Здравствуй, друг мой Павел!
Держись моих правил:
Делай то-то, то-то,
Не делай того-то.
Кажется, что ясно.
Прости, мой прекрасный[433
].
Я уже упоминал выше, что каждое появление стихотворений Пушкина было событием и в нашем детском мире: каждая глава «Онегина», «Бахчисарайский фонтан», «Цыгане», ежегодные альманахи царили в наших детских комнатах и растрепывались пуще любого учебника.
Со времени написания стихов в мой альбом кличка моя в семействе стала: «друг мой Павел»; до стихов же Пушкина я пользовался нелестным прозвищем:
Павлушка, медный лоб, приличное прозванье.
Имел ко лжи большое дарованье.
Прозвище это взято было из эпиграммы Измайлова на Павла Свиньина и навлекло на моих сестер строгий нагоняй со стороны Пушкина за предосудительную, вредную шутку[434
].
В 1827–1828 годах вокруг меня более других стихотворений Пушкина звучали стихи из «Бахчисарайского фонтана» и «Цыган». Я помню, как мой наставник, Феодосий Сидорович Толмачев, в зиму 1827–1828, обращая мое внимание на достоинства «Цыган», объяснял, что Пушкин писал с натуры, что он кочевал с цыганскими таборами по Бессарабии, что его даже упрекали за безнравственный род жизни весьма несправедливо, потому что писатель и художник имеют полное право жить в самой развратной и преступной среде для его изучения.
Легенда эта, поясняющая мнимую с натуры передачу цыганской жизни, в воображении ребенка рисовала лишь высшие, таинственные наслаждения вне условий и тесных рамок семейной жизни.
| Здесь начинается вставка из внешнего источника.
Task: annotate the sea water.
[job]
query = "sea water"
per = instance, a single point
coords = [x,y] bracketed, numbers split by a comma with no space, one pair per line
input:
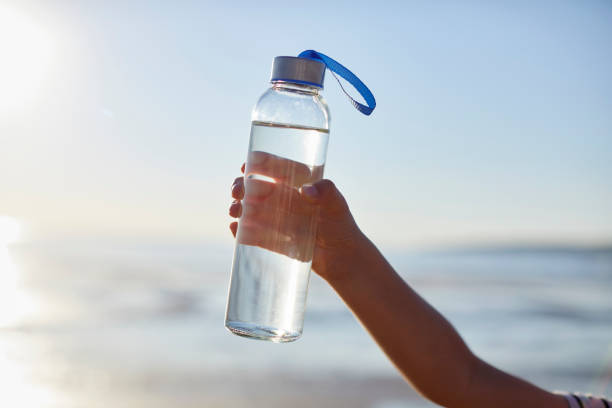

О предосудительности посещения цыган я уже довольно наслышался в родственных кружках «московских бригадирш обоего пола».
В 1827 году Пушкин учил меня боксировать по-английски, и я так пристрастился к этому упражнению, что на детских балах вызывал желающих и нежелающих боксировать, последних вызывал даже действием во время самых танцев. Всеобщее негодование не могло поколебать во мне сознания поэтического геройства, из рук в руки переданного мне поэтом-героем Пушкиным. Последствия геройства были, однако, для меня тягостны: изо всего семейства меня одного перестали возить даже на семейные праздники в подмосковные ближайших друзей моего отца.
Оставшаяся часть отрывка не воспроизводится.